# How long till newly morphed frogs feed?



## aledr2004 (Sep 6, 2011)

Hello everyone.

My first azureus tad to make it this far now has all four legs (no sls) and is nicely coloured up. He still has his tail though and seems to spend his day at the waters edge with his head poking out of the water.

The final part of the transformation from tad to frog seems to happen at an incredible speed. One minute its a giant black sperm cell looking thing, the next its a frog! Amazing to watch. Even the wife has been fascinated.

I have read that they stop eating while they absorb their tails. My question is roughly how long does this take and do they wait until the tail is completely gone before starting to feed?

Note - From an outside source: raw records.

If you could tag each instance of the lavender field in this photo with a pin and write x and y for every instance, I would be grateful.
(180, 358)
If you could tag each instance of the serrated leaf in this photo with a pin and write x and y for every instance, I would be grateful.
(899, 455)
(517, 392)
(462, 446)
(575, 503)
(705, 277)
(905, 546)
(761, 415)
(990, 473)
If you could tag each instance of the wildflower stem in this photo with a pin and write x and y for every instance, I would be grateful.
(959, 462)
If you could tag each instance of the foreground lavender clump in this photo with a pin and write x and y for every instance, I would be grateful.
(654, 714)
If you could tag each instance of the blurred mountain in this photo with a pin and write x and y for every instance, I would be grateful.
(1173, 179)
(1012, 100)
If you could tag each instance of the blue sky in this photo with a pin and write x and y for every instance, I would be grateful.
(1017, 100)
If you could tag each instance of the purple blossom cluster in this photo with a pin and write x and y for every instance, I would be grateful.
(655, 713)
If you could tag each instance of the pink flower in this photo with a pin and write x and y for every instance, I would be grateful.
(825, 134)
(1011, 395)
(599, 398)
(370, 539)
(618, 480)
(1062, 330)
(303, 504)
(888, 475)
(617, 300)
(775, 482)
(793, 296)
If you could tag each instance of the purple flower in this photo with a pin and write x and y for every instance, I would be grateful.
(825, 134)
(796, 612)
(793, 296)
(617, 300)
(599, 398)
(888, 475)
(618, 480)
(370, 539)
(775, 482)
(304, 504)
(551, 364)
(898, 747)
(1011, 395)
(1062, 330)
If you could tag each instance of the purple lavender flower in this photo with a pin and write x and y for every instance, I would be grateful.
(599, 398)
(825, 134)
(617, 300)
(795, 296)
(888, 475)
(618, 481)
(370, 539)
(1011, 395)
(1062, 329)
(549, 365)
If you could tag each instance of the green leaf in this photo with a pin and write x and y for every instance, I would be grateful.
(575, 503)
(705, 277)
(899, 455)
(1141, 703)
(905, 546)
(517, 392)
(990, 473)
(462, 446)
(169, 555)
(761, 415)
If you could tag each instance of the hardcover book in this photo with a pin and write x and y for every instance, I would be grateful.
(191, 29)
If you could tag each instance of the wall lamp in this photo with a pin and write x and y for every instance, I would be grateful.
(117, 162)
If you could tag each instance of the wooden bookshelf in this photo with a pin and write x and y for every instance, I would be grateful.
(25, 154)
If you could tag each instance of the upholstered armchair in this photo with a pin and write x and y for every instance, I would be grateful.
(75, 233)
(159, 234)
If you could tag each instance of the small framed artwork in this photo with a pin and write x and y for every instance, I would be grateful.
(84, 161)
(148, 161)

I have a ton of springs ready and waiting.


----------



## Gamble (Aug 1, 2010)

aledr2004 said:


> Hello everyone.
> 
> My first azureus tad to make it this far now has all four legs (no sls) and is nicely coloured up. He still has his tail though and seems to spend his day at the waters edge with his head poking out of the water.
> 
> ...


Generally, it can take anywhere from a couple days to about a week.
Yes, they will begin eating once the tail is completely absorbed.
(Btw, not sure if youre aware, but they can be fed melos almost immediately)

Congrats and good luck!


----------



## mordoria (Jan 28, 2011)

Gamble is spot on! Dump some of the springs in the water. Your lil guy will get them on the waters edge.


----------



## aledr2004 (Sep 6, 2011)

Just after i posted my question this morning i looked in my tank and there he was, out the water with his tail gone. Yesterday he had a full length tail. Its as the entire thing dropped off overnight. I thought it would just gradually shrink. Anyway i tried dumping some springs in and he started munching them immediately. Very happy!


----------



## Steve88W (Jan 21, 2011)

It never gets old watching them morph out 

Good job!


----------



## Elliot (Apr 6, 2011)

Yeah, it should not take long for them to start taking live food once they are out of the water. I've had some that will take about 3 days at the max to start readily eating springs or ffs. And they only had little to no tail. How long it takes depends on how much tail they have left to absorb.


----------